My Evil Twin, a new cabaret musical (A-)
Jim and John Demler are identical twins who tell the story of their lives as though in an operatic cabaret. Jim is an overachieving bass keen to embrace his dark side. John is his ne’re-do-well brother late to learn that his real range is a hero’s tenor. Their story is interesting and their voices are beautiful but their show could use a bit more of a dramatic structure to make the tension between them as urgent to the audience as the underlying love that is My Evil Twin’s most consistent force.
Jackes and Jills (B+)
What appears to be a stand-up performance unravels to reveal a well-observed tragicomedy about the tropes of women in comedy and how the expectations and demands of our contemporary social structures often make us into less than we are. Brynn Bonne delivers a fantastically nuanced performance as a struggling comedian, unafraid of fully embodying ugliness and ineptitude. The passages of purposefully bad comedy stretch on a bit too long and not enough time is spent trying to discover who Jackes really is beneath her performance of self but it’s an evocative concept and Bonne truly shines even if Jackes doesn’t.
Back to the Bar (B+)
Playwright Stephen MacDonald’s tender drama about the occupants of a random bar on a random night is a beautifully conceived and well-acted gem. A little scruffy around the edges perhaps, but its heart is inventive, sweet, and just the right amount of sad. As the customers collaborate to imagine a romance that might have been, they grow closer in the life they do have. The play’s unassuming, unpolished nature might result in it getting lost in the shuffle but make some room for this hopeful but melancholy piece if you can.
No One Special (B)
There’s an aching bitterness to how Julie Kim tells the story of her childhood in this slide-supported solo show. It’s an interesting story and she’s a compelling storyteller but her strong feelings about her own history are not utilized in a compellingly dramatic way. No One Special is a work in progress and there’s a lot that’s really intriguing about where it could go from here. I’d love to see a more creative director harness Kim’s complicated emotions to get her out from behind the projector and fully embracing the subjectivity of her narrative.
Family Road Trip (B-)
Our grade for this ragtag sketch show from up and coming troupe Summer Dad is an average. Most of the sketches are silly or strained and most of the troupe can’t act, a key quality of a great sketch artist that for some reason gets de-prioritized by too many comedy troupes. The show is well structured with a recurring set of main characters to frame the rest of the sketches and quick reprises of other concepts to pull the piece together. But a lot of the sketches, recurring and nonrecurring, lack fresh insight and tight performance. They do have a star player, however, and Kevin Forster’s precise physical comedy and grounded approach to big concepts elevates the show as a whole. His rap about pizza toppings (which is actually about fear of judgement/inability to ask for what you want/compulsive maximalist impulses) is the highlight of the show by a mile. The team has a few other good ideas (a sketch about a haunted house that preys on the fear of growing up has an insightful final twist, there’s a kernel of something in the concept of self check-out as a forced self check-in) but few things come together with much finesse.
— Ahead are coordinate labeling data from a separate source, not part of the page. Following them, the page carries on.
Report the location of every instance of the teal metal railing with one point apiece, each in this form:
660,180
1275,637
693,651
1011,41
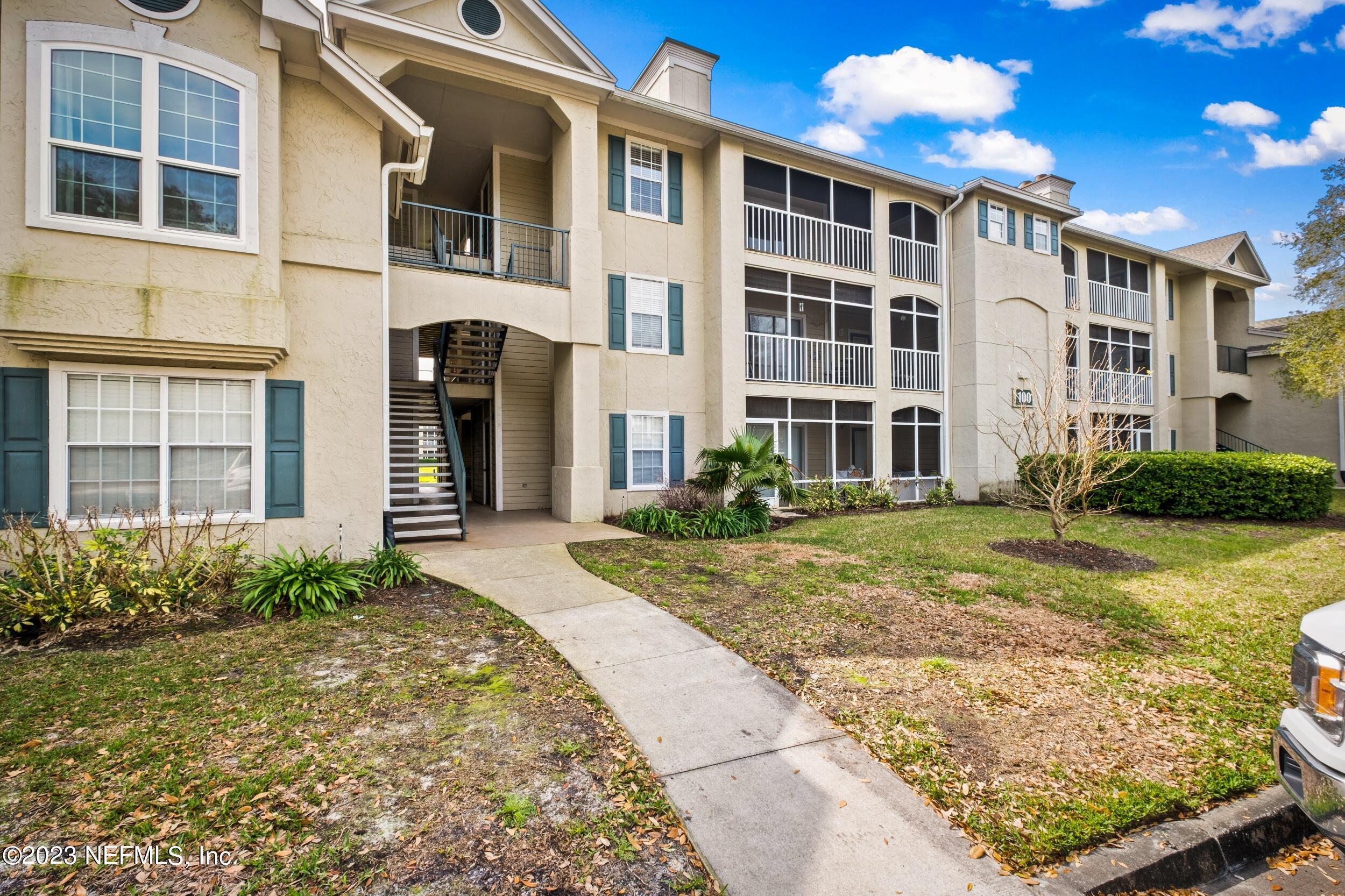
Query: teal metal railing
445,415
Emo Majok: African Aussie (B-)
In his fairly standard stand-up show, Emo Majok relies a lot on audience interaction but doesn’t do much with the information he receives from endless inquiries into where people are from and what they do for a living. He’s a charming stage presence but his jokes are neither frequent nor fast enough to stand out in a crowded field.
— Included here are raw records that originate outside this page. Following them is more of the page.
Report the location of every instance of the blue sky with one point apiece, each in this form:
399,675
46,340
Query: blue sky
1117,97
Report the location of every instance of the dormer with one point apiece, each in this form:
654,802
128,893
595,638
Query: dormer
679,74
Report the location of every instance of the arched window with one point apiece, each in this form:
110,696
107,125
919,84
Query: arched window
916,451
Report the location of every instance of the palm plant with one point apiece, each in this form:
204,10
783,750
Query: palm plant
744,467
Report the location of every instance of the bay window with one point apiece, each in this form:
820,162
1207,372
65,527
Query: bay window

B-Max & The Re-Revolution Presents: Magic on the Mic an Acoustic Evening of Theatre (D)
This loosely linked set of vignettes ostensibly chronicling Bryce Volrath’s move from small town USA to Toronto is painfully self-indulgent as Volrath surrounds himself with a cast of decently talented women to celebrate his own staggering theatrical genius (evidence of which remains undiscovered). Stage directions are read from an onstage music stand lest the audience miss a single word of the written brilliance. If the nonsense is meant to come with a wink, that self-awareness is certainly never communicated.